In addition to the user-level cluster functionality, CloudMan makes it easy to exploit what is arguably the most unique and powerful feature of cloud computing - elasticity. Through the CloudMan web interface, one can scale the size of the cloud cluster at runtime by adding or removing worker instances comprising the cluster (Figure 2). Similarly, the size of the persistent data volume (i.e., EBS volume) associated with a cluster can easily be expanded. Within EC2, individual EBS volumes used as persistent data storage medium within CloudMan, have a predefined size. As the use of a given cluster expands, users may consume the space associated with the given cluster.

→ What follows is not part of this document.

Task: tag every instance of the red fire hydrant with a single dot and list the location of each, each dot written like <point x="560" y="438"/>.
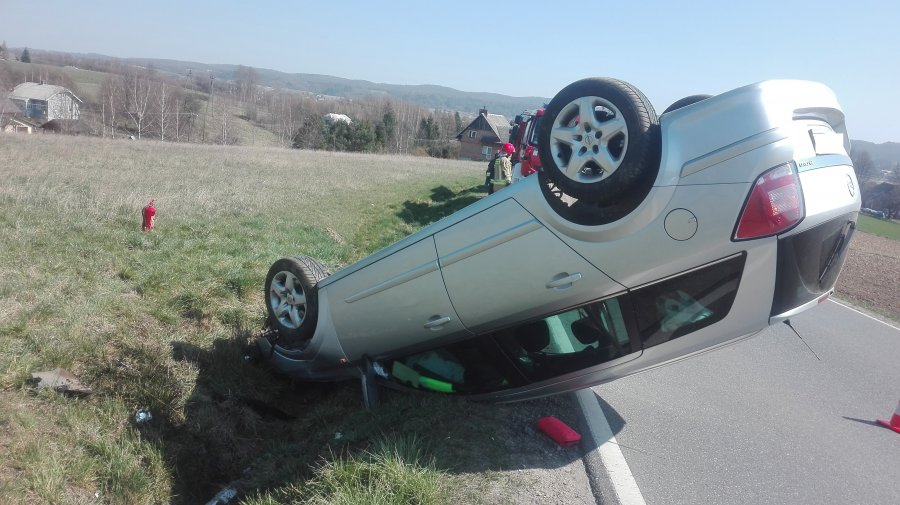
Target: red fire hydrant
<point x="149" y="215"/>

The CloudMan web interface allows ‘growing’ the size of the persistent data volume associated with a cluster. In the background CloudMan orchestrates the following steps to accomplish the task at hand: (1) stop any services using the user data volume, (2) detach the current user data volume from the master instance, (3) snapshot the detached volume, (4) create a new volume of user-specified size based on the snapshot from step 3 and attach it to the master instance, (5) grow the file system on the new data volume, and (6) resume any services.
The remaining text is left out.